In rectangle $ABCD$, angle $C$ is trisected by $\overline{CF}$ and $\overline{CE}$, where $E$ is on $\overline{AB}$, $F$ is on $\overline{AD}$, $BE=6$ and $AF=2$. Which of the following is closest to the area of the rectangle $ABCD$? [asy] pair A=origin, B=(10,0), C=(10,7), D=(0,7), E=(5,0), F=(0,2); draw(A--B--C--D--cycle, linewidth(0.8)); draw(E--C--F); dot(A^^B^^C^^D^^E^^F); label("$A$", A, dir((5, 3.5)--A)); label("$B$", B, dir((5, 3.5)--B)); label("$C$", C, dir((5, 3.5)--C)); label("$D$", D, dir((5, 3.5)--D)); label("$E$", E, dir((5, 3.5)--E)); label("$F$", F, dir((5, 3.5)--F)); label("$2$", (0,1), dir(0)); label("$6$", (7.5,0), N);[/asy] $\text{(A)}\ 110\qquad\text{(B)}\ 120\qquad\text{(C)}\ 130\qquad\text{(D)}\ 140\qquad\text{(E)}\ 150$

Solution

Since $\angle C = 90^\circ$, each of the three smaller angles is $30^\circ$, and $\triangle BEC$ and $\triangle CDF$ are both $30-60-90$ triangles.

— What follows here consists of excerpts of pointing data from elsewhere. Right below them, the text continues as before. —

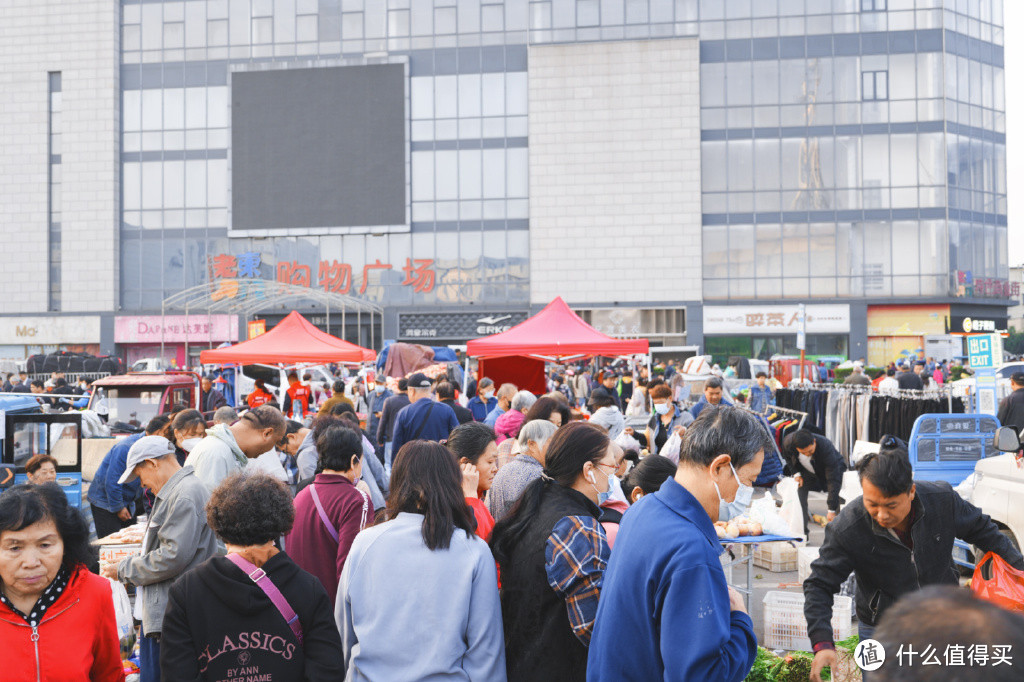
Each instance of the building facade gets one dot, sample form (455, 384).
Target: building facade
(688, 170)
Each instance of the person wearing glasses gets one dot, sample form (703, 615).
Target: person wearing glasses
(226, 450)
(666, 610)
(896, 539)
(552, 552)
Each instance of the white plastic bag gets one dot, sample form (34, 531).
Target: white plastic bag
(671, 448)
(792, 513)
(764, 512)
(122, 609)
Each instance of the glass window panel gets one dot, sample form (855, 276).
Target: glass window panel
(445, 96)
(217, 113)
(422, 97)
(423, 175)
(738, 81)
(131, 185)
(174, 109)
(517, 172)
(470, 173)
(306, 29)
(173, 184)
(795, 255)
(469, 94)
(153, 184)
(494, 94)
(713, 84)
(516, 95)
(132, 104)
(217, 182)
(713, 170)
(769, 251)
(494, 174)
(446, 174)
(153, 110)
(740, 156)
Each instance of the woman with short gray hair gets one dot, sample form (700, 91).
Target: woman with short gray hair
(513, 478)
(508, 424)
(256, 593)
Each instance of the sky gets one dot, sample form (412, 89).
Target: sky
(1013, 11)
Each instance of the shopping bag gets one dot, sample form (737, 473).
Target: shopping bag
(997, 582)
(671, 448)
(791, 511)
(122, 609)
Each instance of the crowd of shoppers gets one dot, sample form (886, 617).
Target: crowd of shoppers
(505, 540)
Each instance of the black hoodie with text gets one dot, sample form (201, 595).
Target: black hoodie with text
(221, 627)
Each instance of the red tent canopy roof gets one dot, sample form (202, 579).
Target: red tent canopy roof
(293, 340)
(555, 332)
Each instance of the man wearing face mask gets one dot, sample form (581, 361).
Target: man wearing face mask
(817, 466)
(484, 400)
(666, 611)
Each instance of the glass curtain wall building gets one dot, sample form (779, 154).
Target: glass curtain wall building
(851, 148)
(863, 145)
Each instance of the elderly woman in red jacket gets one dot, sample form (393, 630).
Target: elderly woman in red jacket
(56, 619)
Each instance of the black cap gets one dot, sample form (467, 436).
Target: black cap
(419, 380)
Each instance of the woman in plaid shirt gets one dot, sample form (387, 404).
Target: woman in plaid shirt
(552, 552)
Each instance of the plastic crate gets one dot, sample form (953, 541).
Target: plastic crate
(777, 557)
(785, 627)
(805, 556)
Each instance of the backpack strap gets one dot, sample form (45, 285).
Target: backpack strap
(263, 582)
(323, 514)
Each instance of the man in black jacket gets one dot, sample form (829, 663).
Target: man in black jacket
(1012, 408)
(897, 538)
(445, 394)
(817, 466)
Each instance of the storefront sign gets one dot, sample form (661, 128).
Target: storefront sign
(775, 320)
(175, 329)
(972, 287)
(331, 275)
(49, 331)
(256, 328)
(456, 326)
(965, 325)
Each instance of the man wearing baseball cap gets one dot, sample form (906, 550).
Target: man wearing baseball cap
(424, 418)
(176, 540)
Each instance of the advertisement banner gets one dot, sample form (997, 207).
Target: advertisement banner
(775, 320)
(172, 329)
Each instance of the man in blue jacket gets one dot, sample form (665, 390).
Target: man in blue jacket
(666, 611)
(425, 419)
(113, 504)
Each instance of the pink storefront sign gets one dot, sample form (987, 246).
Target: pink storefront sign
(174, 329)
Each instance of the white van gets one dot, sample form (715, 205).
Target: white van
(274, 378)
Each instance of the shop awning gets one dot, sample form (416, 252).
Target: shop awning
(554, 333)
(293, 340)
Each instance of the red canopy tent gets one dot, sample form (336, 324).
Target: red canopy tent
(554, 333)
(293, 340)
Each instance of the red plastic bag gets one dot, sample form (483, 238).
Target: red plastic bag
(997, 582)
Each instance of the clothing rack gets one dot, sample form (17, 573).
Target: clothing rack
(795, 413)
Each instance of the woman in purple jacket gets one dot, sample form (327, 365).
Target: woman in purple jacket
(331, 511)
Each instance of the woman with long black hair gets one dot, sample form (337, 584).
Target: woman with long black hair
(418, 598)
(552, 552)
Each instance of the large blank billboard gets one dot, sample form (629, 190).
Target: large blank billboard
(318, 147)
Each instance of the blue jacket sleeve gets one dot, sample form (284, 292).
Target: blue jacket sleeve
(397, 436)
(720, 643)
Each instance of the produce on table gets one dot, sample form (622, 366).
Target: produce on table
(739, 526)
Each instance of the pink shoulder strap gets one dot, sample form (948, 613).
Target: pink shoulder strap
(259, 577)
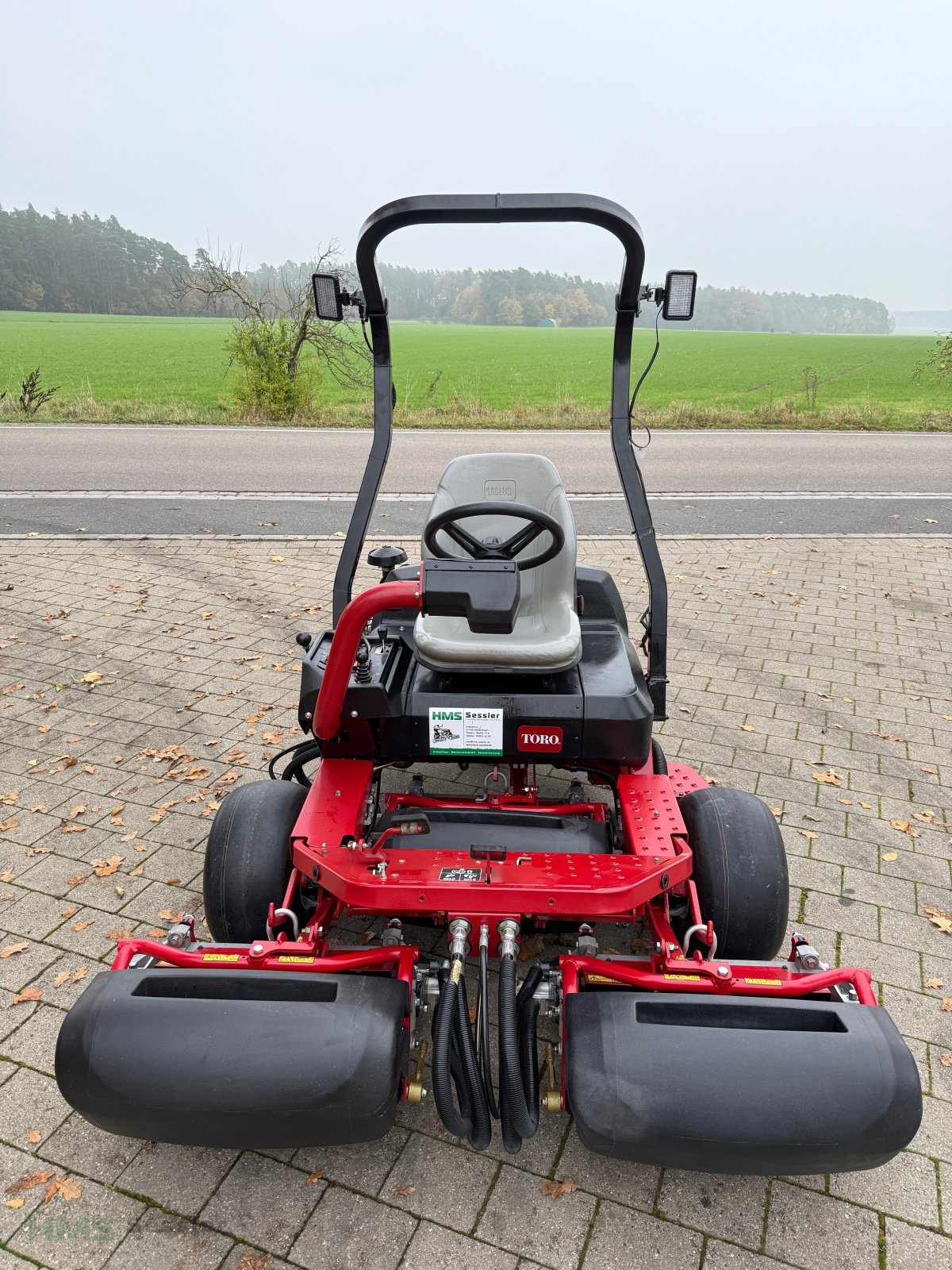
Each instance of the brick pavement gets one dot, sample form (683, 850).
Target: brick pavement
(787, 657)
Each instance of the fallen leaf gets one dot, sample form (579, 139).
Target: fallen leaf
(29, 1181)
(107, 868)
(939, 918)
(555, 1191)
(27, 995)
(65, 1187)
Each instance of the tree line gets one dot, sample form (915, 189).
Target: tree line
(80, 264)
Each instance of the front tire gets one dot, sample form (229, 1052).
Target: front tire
(740, 872)
(248, 857)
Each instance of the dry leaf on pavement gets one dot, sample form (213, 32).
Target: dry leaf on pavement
(107, 868)
(27, 995)
(29, 1181)
(939, 918)
(555, 1191)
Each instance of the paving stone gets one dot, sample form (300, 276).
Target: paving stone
(241, 1257)
(725, 1257)
(812, 1231)
(433, 1246)
(262, 1202)
(82, 1232)
(177, 1178)
(90, 1151)
(888, 963)
(935, 1137)
(522, 1219)
(907, 1187)
(736, 660)
(351, 1232)
(622, 1238)
(35, 1041)
(425, 1165)
(727, 1206)
(33, 916)
(14, 1166)
(919, 1014)
(160, 1241)
(29, 1102)
(908, 1248)
(622, 1180)
(18, 969)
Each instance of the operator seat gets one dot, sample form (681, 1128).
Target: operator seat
(546, 635)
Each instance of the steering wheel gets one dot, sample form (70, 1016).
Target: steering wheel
(539, 522)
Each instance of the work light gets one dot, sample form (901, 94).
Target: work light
(679, 287)
(327, 296)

[asy] pair A=origin, B=(10,0), C=(10,7), D=(0,7), E=(5,0), F=(0,2); draw(A--B--C--D--cycle, linewidth(0.8)); draw(E--C--F); dot(A^^B^^C^^D^^E^^F); label("$A$", A, dir((5, 3.5)--A)); label("$B$", B, dir((5, 3.5)--B)); label("$C$", C, dir((5, 3.5)--C)); label("$D$", D, dir((5, 3.5)--D)); label("$E$", E, dir((5, 3.5)--E)); label("$F$", F, dir((5, 3.5)--F)); label("$2$", (0,1), plain.E, fontsize(10)); label("$x$", (9,3.5), E, fontsize(10)); label("$x-2$", (0,5), plain.E, fontsize(10)); label("$y$", (5,7), N, fontsize(10)); label("$6$", (7.5,0), S, fontsize(10));[/asy]

Defining the variables as illustrated above, we have $x = 6\sqrt{3}$ from $\triangle BEC$

Then $x-2 = 6\sqrt{3} - 2$, and $y = \sqrt{3} (6 \sqrt{3} - 2) = 18 - 2\sqrt{3}$.

The area of the square is thus $xy = 6\sqrt{3}(18 - 2\sqrt{3}) = 108\sqrt{3} - 36$.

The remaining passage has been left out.